Agora que terminei, estou meia penumbrosa, ainda fora de um claro sentir. Argumentam, ah, e então a racionalidade, o pensamento? Sorry, as minhas raízes de pastorícia caeiriana empurram-me para as impressões e é sobre elas que o pensamento se constrói; talvez eu sofra de impressionismo mental, que é como quem diz, empirismo em banda larga. Posto isto, verifiquei que Inês Pedrosa mantém o teor de escrita. Depurada. Luminosa. Mas não é a mesma. Mudou. Podem dizer, cresceu; amadureceu; aborda
questões reais e de premência maior; deixou de ser lírica. E talvez seja isso. Também. Deixou de ser lírica. Mas não apenas. Há uma carga excessiva no
livro. Uma carga de gente demasiado utópica a viver problemas quotidianos. Um
desentendimento relacional tão profundo entre vários intervenientes que chega
a não jogar com as atitudes. Ali se faz um retrato de época. Foi escrito em
2012 e situa-se entre 2003-2004. E o facto é que me põe em causa.

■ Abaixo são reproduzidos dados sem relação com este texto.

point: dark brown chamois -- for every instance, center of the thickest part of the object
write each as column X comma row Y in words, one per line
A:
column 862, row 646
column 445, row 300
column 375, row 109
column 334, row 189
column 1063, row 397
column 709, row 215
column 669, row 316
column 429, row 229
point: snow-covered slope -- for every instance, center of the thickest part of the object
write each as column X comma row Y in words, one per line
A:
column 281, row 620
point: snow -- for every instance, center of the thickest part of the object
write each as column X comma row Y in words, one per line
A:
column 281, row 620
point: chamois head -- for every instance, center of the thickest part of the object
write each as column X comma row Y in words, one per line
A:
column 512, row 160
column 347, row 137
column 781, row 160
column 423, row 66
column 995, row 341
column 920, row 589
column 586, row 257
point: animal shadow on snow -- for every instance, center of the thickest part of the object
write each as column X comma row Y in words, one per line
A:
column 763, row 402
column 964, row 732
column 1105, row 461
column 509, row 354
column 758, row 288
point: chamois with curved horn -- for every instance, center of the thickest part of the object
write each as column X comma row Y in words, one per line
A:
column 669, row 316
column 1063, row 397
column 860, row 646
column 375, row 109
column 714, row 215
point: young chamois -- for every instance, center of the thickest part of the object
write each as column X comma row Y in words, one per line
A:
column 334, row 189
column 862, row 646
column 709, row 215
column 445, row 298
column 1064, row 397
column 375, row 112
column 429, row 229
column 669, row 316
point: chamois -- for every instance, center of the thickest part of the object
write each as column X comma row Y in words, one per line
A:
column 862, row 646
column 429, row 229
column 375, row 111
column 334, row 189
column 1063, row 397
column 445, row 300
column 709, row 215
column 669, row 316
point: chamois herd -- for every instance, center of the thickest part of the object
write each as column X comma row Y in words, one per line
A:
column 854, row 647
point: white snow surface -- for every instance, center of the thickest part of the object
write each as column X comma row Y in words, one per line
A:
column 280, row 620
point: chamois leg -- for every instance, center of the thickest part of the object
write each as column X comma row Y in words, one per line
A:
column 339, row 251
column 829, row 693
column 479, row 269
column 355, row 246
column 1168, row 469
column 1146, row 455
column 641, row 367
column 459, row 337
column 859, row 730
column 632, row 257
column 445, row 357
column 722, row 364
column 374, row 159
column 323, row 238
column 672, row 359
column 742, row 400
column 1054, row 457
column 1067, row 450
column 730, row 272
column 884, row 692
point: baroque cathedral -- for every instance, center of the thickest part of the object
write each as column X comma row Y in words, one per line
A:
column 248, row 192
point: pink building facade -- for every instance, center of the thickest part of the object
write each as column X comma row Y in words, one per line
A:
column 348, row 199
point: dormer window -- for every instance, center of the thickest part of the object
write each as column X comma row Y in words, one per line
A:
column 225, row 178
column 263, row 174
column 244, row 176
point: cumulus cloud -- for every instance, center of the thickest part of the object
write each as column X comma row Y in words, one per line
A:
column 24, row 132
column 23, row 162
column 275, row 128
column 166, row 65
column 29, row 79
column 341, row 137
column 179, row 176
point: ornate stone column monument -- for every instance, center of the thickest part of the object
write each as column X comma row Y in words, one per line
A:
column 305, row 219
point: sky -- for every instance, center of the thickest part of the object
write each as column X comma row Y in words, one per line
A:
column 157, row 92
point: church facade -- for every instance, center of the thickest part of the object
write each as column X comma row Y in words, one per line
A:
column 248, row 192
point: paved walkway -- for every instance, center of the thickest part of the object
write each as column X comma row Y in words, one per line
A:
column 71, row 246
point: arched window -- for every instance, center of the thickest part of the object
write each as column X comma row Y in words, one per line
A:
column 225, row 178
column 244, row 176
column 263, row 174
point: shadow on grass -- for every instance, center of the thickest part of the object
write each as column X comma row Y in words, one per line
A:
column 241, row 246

É descrita uma realidade citadina centrada na eterna questão amor-sexo e percorre a pé coxinho - não por ser coxa a prosa, mas porque percorre devagar a relação, a demorar-se no passo-a-passo - a relação entre um homem casado e uma fadista com origens insólitas e a que só
o livro dá resposta (pretensamente, um dos motores da obra é a busca de identidade da cantora, a sua necessidade de se demarcar como um eu absoluto no seu ser único e individual). Aflora de forma secundária o problema da violência
psicológica sobre as mulheres, das mulheres em regime prisional, dos conflitos
gerados em colégio interno, do complexo gata-borralheira, dos cleptomaníacos e outros sobre os
quais a autora discorre em brevidade. É também um livro sobre mulheres e o poder da amizade
feminina. Mas não se enternece. Como se a Inês tivesse querido escrevê-lo de
pé, a olhar em frente. E eu gosto da Inês ajoelhada, rendida, os olhos a descerem até ao nível de quem está e não aguenta o erecto; foi essa que conheci em “Fazes-me falta” ou mesmo
em, “Fica comigo esta noite”. Dentro
de Ti Ver o Mar é um romance onde, no amor, o aguilhão do corpo toma conta de tudo, as frases ternas
masculinas são eternas capas de disfarce e o desejo físico assume no feminino profundidades ruinosas. Destrutivas, sem nada ruir. O homem que nos surge como engatatão e bom
pai de família é afinal um pilha galinhas que, insípido, morre de ataque cardíaco. A mulher,
essa, é o ser que, escorado na amizade feminina, tem mil vidas. Morre tarde,
tem vários homens, filhos… E não cabem remorsos por se dar um filho a criar,
não há decisões difíceis nem problemas de consciência, é tudo rápido e efémero. Sem traumas.
Mas,
quem sabe, o livro esteja certo com o tempo e seja eu quem está fora dele. Que
todos somos efémeros, mas existe em cada decisão humana uma inteira eternidade. E
isso não encontrei, Inês. Faltou-me. Mas pode que só a mim.